It's quite a feat to be simultaneously described as a star-struck na & #271;f by some and an emerging Hollywood powerhouse by others, but Seagram Co. Ltd. Chairman Edgar Bronfman Jr. has done just that.
Now, the scales of public opinion could finally be tipping in Bronfman's favor. Confidence in the company has been increasing and the stock has been gaining despite one of the more disappointing quarters of recent years.
"Bronfman has done a good job of reinventing and restructuring a somewhat mature, family-owned company into the right business which is the high-risk, high-potential entertainment business," said Chris Dixon, an analyst for PaineWebber.
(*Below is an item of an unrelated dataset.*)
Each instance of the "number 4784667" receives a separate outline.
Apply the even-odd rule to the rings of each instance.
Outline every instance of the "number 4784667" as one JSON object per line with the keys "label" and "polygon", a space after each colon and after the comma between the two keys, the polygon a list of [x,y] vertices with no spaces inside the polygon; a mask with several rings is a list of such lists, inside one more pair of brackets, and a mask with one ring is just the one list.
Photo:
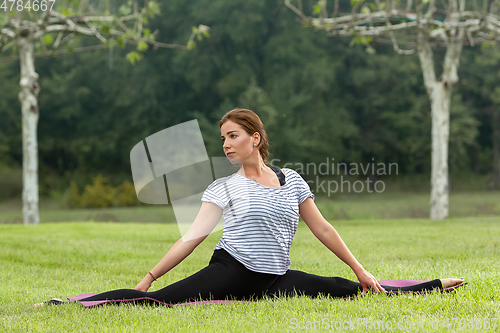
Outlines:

For the second quarter ended Dec. 31, the company reported a net loss of $266 million (63 cents a share), compared with net income of $28 million (8 cents) for the like period a year ago. Revenues were $3.3 billion vs. $2.9 billion. The second quarter also included a one-time charge of $244 million for Seagram's December acquisition of PolyGram.
It was the first quarterly loss in years, but it still beat analysts' expectations and was due largely to the wine and spirits division, started by Bronfman's grandfather in 1916. The unit's cash flow climbed to $288 million, in part due to sales picking up in Asia.
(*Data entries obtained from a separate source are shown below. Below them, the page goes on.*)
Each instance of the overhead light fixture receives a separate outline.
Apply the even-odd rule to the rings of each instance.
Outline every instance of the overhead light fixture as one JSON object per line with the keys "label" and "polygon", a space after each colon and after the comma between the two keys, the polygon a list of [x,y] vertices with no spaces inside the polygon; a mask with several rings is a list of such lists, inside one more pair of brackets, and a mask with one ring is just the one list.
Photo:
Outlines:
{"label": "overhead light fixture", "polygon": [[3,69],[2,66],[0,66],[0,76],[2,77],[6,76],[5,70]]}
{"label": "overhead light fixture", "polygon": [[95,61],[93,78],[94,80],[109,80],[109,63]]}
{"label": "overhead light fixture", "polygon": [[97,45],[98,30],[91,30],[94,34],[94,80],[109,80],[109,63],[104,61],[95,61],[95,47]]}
The mature wine and spirits division is expected to keep generating a large amount of cash flow, which is then used to finance the show business endeavors. "It's not a bad strategy, especially considering that last year was a terrible one for the film division," Dixon said.
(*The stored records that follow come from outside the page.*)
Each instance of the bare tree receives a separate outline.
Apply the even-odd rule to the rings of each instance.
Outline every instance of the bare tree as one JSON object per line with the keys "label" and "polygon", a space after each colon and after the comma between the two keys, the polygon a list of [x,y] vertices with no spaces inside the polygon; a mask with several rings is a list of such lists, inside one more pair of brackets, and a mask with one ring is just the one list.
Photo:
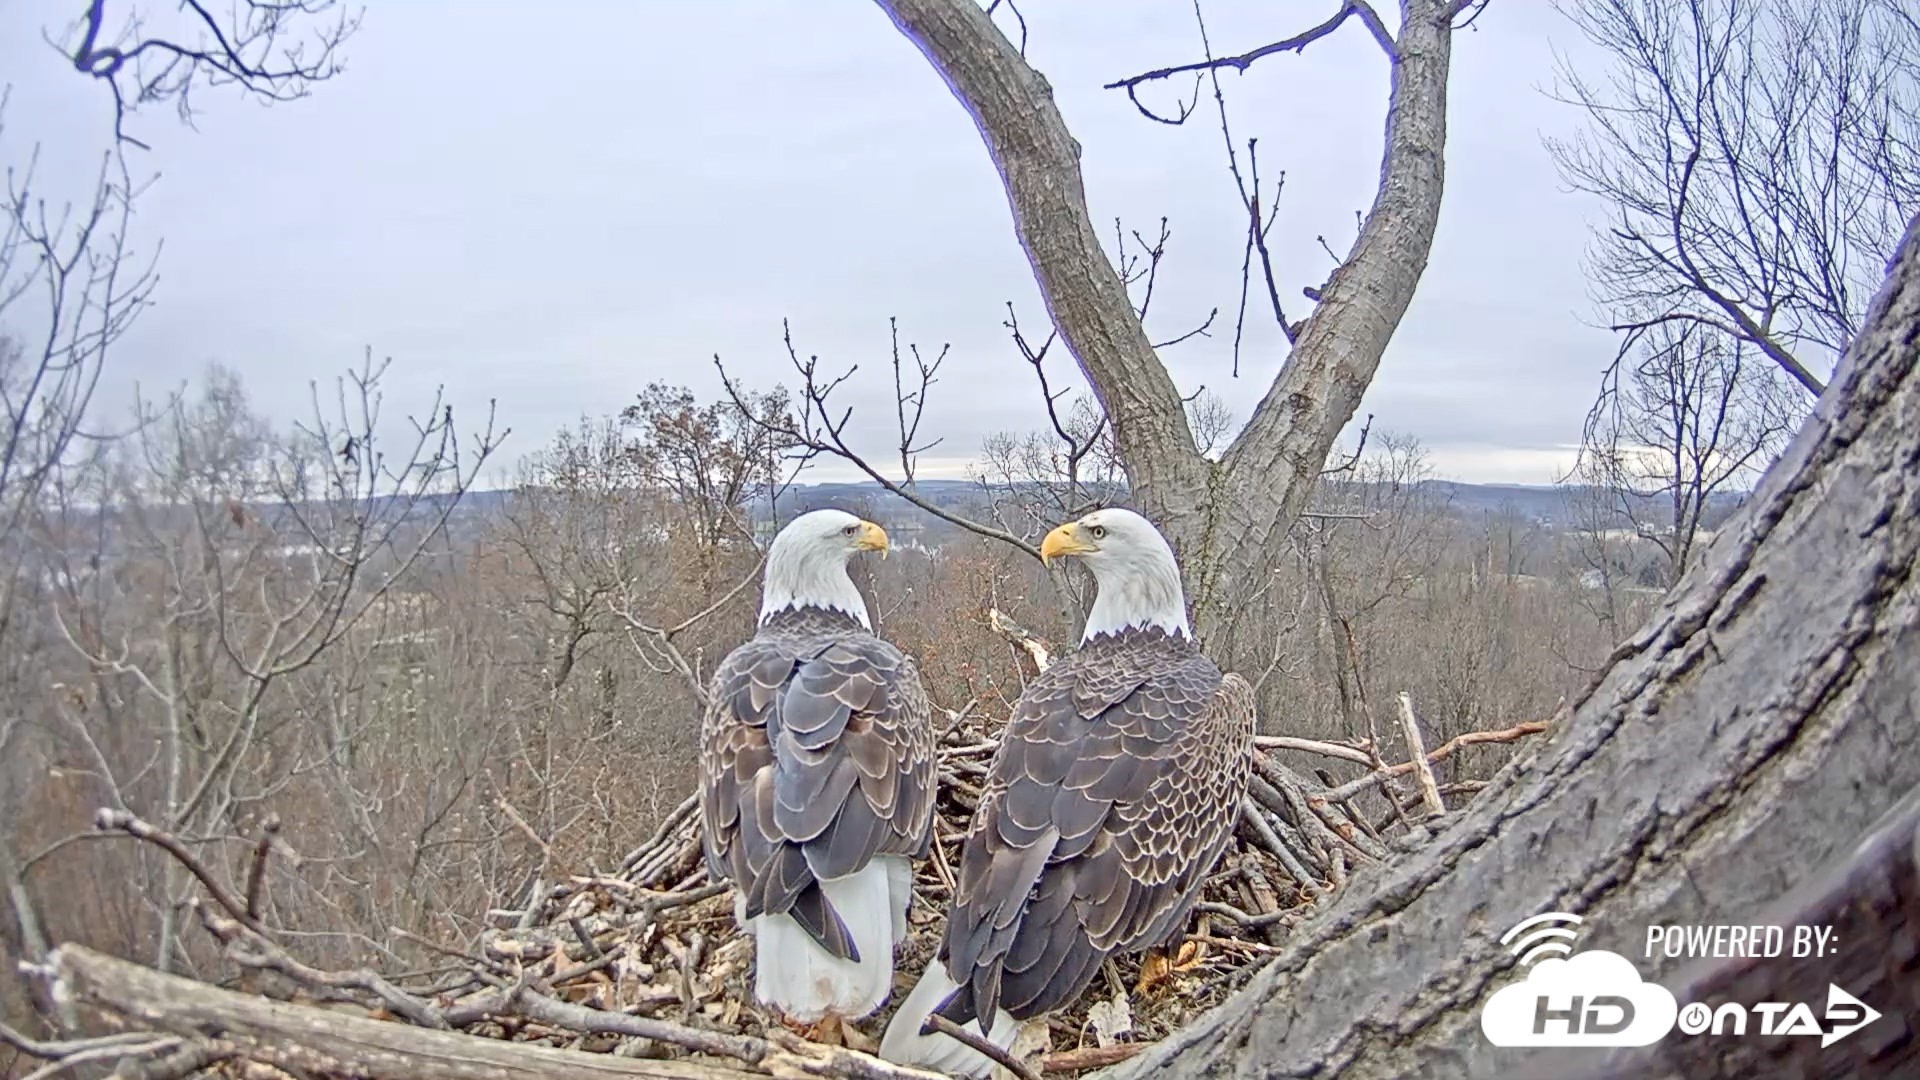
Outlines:
{"label": "bare tree", "polygon": [[1658,579],[1640,584],[1666,588],[1786,445],[1804,399],[1759,350],[1698,324],[1651,327],[1636,351],[1607,371],[1575,475],[1611,504],[1586,542],[1628,530],[1659,553]]}
{"label": "bare tree", "polygon": [[263,102],[305,97],[340,73],[341,46],[359,26],[360,12],[340,0],[186,0],[172,11],[85,0],[79,18],[48,38],[107,86],[115,137],[144,148],[126,131],[141,106],[170,102],[191,124],[203,88]]}
{"label": "bare tree", "polygon": [[685,387],[656,382],[620,418],[633,433],[628,452],[645,482],[690,512],[700,545],[715,549],[727,537],[751,540],[748,504],[760,497],[777,503],[791,482],[797,443],[780,435],[791,415],[778,388],[703,405]]}
{"label": "bare tree", "polygon": [[[1920,549],[1920,217],[1862,325],[1738,528],[1569,700],[1551,739],[1430,843],[1356,879],[1235,1000],[1117,1075],[1562,1072],[1564,1051],[1501,1048],[1478,1023],[1522,977],[1500,934],[1546,911],[1582,915],[1583,947],[1636,958],[1654,924],[1836,920],[1875,944],[1796,962],[1656,954],[1636,966],[1683,1001],[1802,1001],[1833,982],[1879,995],[1890,1014],[1908,1008],[1896,989],[1904,960],[1881,946],[1905,940],[1916,910],[1920,742],[1902,718],[1920,692],[1906,660]],[[1891,1042],[1825,1048],[1668,1038],[1582,1073],[1905,1075],[1914,1048],[1897,1022],[1888,1030]]]}
{"label": "bare tree", "polygon": [[[63,475],[36,530],[52,621],[84,674],[66,676],[74,700],[49,701],[44,736],[84,763],[101,805],[188,835],[245,833],[298,778],[350,760],[356,726],[331,695],[276,703],[397,602],[498,443],[489,424],[463,446],[434,402],[390,453],[384,370],[369,358],[330,402],[316,387],[311,418],[284,435],[215,370],[197,398]],[[168,872],[144,897],[150,921],[128,929],[162,969],[188,963],[187,887]]]}
{"label": "bare tree", "polygon": [[[6,148],[0,92],[0,148]],[[10,149],[10,148],[9,148]],[[0,201],[0,817],[15,820],[26,790],[22,744],[38,659],[50,642],[46,582],[27,526],[60,471],[92,449],[87,410],[115,344],[146,306],[154,277],[129,235],[137,187],[124,157],[102,156],[92,189],[62,204],[38,184],[37,149],[9,169]],[[42,955],[47,937],[22,877],[13,837],[0,830],[4,939]]]}
{"label": "bare tree", "polygon": [[[1566,485],[1566,533],[1561,555],[1567,562],[1568,588],[1602,633],[1618,640],[1629,620],[1629,597],[1637,584],[1634,556],[1637,534],[1622,526],[1619,499],[1605,477],[1575,470]],[[1598,481],[1598,482],[1596,482]]]}
{"label": "bare tree", "polygon": [[1356,626],[1387,601],[1432,587],[1443,501],[1423,483],[1431,473],[1417,440],[1382,433],[1376,442],[1373,454],[1323,482],[1295,548],[1318,601],[1315,645],[1332,675],[1342,734],[1377,742]]}
{"label": "bare tree", "polygon": [[1920,26],[1898,0],[1560,6],[1612,61],[1563,72],[1588,124],[1549,148],[1609,206],[1614,328],[1710,328],[1818,394],[1920,210]]}
{"label": "bare tree", "polygon": [[[1245,69],[1265,57],[1305,48],[1349,22],[1379,44],[1386,60],[1386,141],[1373,205],[1347,256],[1324,283],[1308,290],[1316,301],[1310,315],[1287,317],[1273,294],[1275,316],[1292,351],[1245,427],[1217,459],[1196,441],[1183,397],[1143,328],[1146,301],[1136,303],[1129,292],[1130,284],[1140,283],[1150,297],[1151,275],[1143,280],[1124,265],[1116,267],[1101,246],[1087,210],[1078,144],[1046,80],[996,26],[994,12],[971,0],[881,0],[881,6],[973,116],[1007,188],[1015,232],[1048,314],[1111,425],[1129,497],[1161,525],[1179,552],[1201,635],[1226,634],[1236,611],[1230,597],[1258,577],[1306,505],[1327,451],[1352,417],[1425,268],[1439,220],[1452,35],[1456,23],[1470,21],[1484,4],[1402,0],[1398,26],[1389,27],[1365,0],[1344,0],[1325,22],[1292,37],[1220,57],[1203,34],[1203,59],[1113,84],[1139,102],[1139,90],[1147,84]],[[1016,18],[1017,12],[1009,10],[1006,17]],[[1184,121],[1193,112],[1184,106],[1169,120],[1144,104],[1142,110],[1167,122]],[[1221,113],[1225,130],[1224,104]],[[1252,147],[1241,151],[1231,138],[1228,145],[1238,170],[1241,160],[1251,158]],[[1271,214],[1263,208],[1270,203],[1260,196],[1251,160],[1247,175],[1242,192],[1249,228],[1257,234],[1257,242],[1250,240],[1248,272],[1255,272],[1257,255],[1258,272],[1265,276],[1270,259],[1264,254],[1264,230]],[[1163,246],[1140,240],[1149,253]],[[1155,262],[1150,256],[1149,265]],[[823,399],[833,386],[805,365],[801,374],[810,398]],[[835,441],[823,440],[830,450],[839,449]],[[1031,544],[1004,528],[957,523],[1032,553]]]}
Seagram's Universal Pictures unit did indeed have a terrible quarter, with film operations showing a second-quarter loss of $63 million, compared with earnings of $98 million a year earlier.
The well-chronicled failures include "Meet Joe Black" and "Babe: Pig in the City" and led to the departures of both Universal Studios Chairman Frank Biondi and Universal Pictures Chairman Casey Silver. The new management immediately started retooling the division, including new marketing tactics for movies already in the pipeline, as well as joint ventures that lessen a studio's financial exposure.
Despite Universal's travails, it is Seagram's redirection toward entertainment that has been largely responsible for the strong showing on Wall Street. After hitting a low of $25.13 on Oct. 6, the stock soared to a high of $50.25 on Feb 16. Over the last several weeks, it has drifted back down to about $45 per share still an 18 percent gain from where the shares were a year ago.
"The company's good stock performance is primarily due to a greater focus on its core business, which is entertainment," said Raymond Katz, an analyst at Bear Sterns.
The stock jumped from its October low as soon as executives were free to discuss the PolyGram acquisition. Brokerages following the company now uniformly have "accumulate" or "buy" ratings on the stock.
Most of the enthusiasm from analysts and company executives revolves around music. Within the next several years, it is expected to generate more than half of Seagram's overall cash flow.
Universal's Music Group is already off to a good start, with cash flow reaching $81 million in the second quarter, up from $46 million for the like period a year ago. Part of the growth came from several smash-hit albums, including that of country singer Shania Twain. Also, the $10.4 billion acquisition of PolyGram brought a new stable of artists to the Universal Music Group and makes it the largest record company in the world.
"The PolyGram acquisition will do well for Seagram," Katz said. "It fits in well with Seagram's holdings, and I expect it to continue to be a boon to the company as its assets are integrated."
As part of that integration, the music division laid off 3,000 employees, and the A & M; and Geffen Music labels were folded into Interscope. Seagram expects to generate $300 million in cost savings in that division by 2001.
Meanwhile, the music group is in discussions to buy the 40 percent of the Def Jam Music Group it doesn't already own.
"Music is a critical issue in Seagram's transformation from a holding company to a leading entertainment company, and the restructuring has been logical so far," Dixon said. "Now the management needs to prove itself. I may disagree with several decisions Bronfman has made over the last couple years, but I always understand where he's coming from."